There was a time when I thought Lanier was just a flake with a good PR agent. Then I had the chance to listen to him speak at length about the deep challenges of technology development. He’s still in the tail of the distribution on a number of dimensions, but the quality of his thinking and insight into the opportunities and challenges of technology is in the right tail.

While checking out Lanier’s current thoughts on software, you might also want to look at his “One Half of a Manifesto.”

10,000 Ebooks

10,000 Ebooks.

Here’s something highly cool – a new site (new enough to still be in beta) called 10,000 eBooks has collected together the Project Gutenberg text files of public domain books and converted them to Palm, HTML, PDF, Rocket eBook, iSilo, Doc, Plucker and zTXT formats. iSilo is my format of choice for everything I buy from Fictionwise, so being able to download PG that way is a big plus for me. Since King Lear is on my list of books to read anyway, I’ll download it from here in iSilo format, rather than suffering through the typical ASCII formatted Gutenberg file. I had been considering an ongoing project to read Edward Gibbons’ Decline and Fall of the Roman Empire volumes, and I can get all them formatted nicely and read them comfortably on my Handspring in my favorite format. Very nice.

Link found via TeleRead.

[Evil Genius Chronicles]

For those of you who, like me, are ever fearful of being caught with time on your hands and bereft of reading material.

Arthur C. Clarke on Information Pollution

Arthur C. Clarke on Information Pollution. Castolari writes “Here is an interesting interview of Arthur C. Clarke and his views on regulating communications, as well as what he sees as the past, … [Slashdot]

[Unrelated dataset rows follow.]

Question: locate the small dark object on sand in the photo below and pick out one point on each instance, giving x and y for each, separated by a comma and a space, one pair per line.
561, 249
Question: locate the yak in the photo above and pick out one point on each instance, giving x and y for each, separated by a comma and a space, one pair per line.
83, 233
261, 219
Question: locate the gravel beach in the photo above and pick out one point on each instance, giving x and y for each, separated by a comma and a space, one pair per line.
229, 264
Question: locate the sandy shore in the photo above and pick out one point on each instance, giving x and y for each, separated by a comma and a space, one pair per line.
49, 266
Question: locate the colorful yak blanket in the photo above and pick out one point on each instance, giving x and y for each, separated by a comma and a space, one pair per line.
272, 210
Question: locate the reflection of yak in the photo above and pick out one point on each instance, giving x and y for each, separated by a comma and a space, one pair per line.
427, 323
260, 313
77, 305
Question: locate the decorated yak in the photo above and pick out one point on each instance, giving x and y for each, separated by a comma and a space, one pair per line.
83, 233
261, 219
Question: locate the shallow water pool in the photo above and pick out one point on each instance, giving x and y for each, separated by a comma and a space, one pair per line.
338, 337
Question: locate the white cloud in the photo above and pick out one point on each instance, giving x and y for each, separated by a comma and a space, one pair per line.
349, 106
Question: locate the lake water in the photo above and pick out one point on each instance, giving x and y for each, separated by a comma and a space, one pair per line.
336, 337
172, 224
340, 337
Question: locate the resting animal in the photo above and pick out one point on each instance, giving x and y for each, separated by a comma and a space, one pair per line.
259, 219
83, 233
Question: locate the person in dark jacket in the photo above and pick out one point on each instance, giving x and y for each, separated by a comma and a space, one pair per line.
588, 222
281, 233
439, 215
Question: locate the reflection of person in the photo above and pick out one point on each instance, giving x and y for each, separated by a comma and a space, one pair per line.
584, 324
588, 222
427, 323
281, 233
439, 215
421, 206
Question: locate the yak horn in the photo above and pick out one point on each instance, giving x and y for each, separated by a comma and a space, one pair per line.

Insight and perspective from one of my favorite authors. Here’s my favorite comment:

We are now faced with the responsibility of discernment. Just as our ancestors quickly realised that no one was going to force them to read the entire library of a thousand books, we are now overcoming the initial alarm at the sheer weight of available information and coming to understand that it is not the information itself that determines our future, only the use we can make of it.

It comes down to exercising judgment. Clarke has it and thinking about what he has to say is worth the time.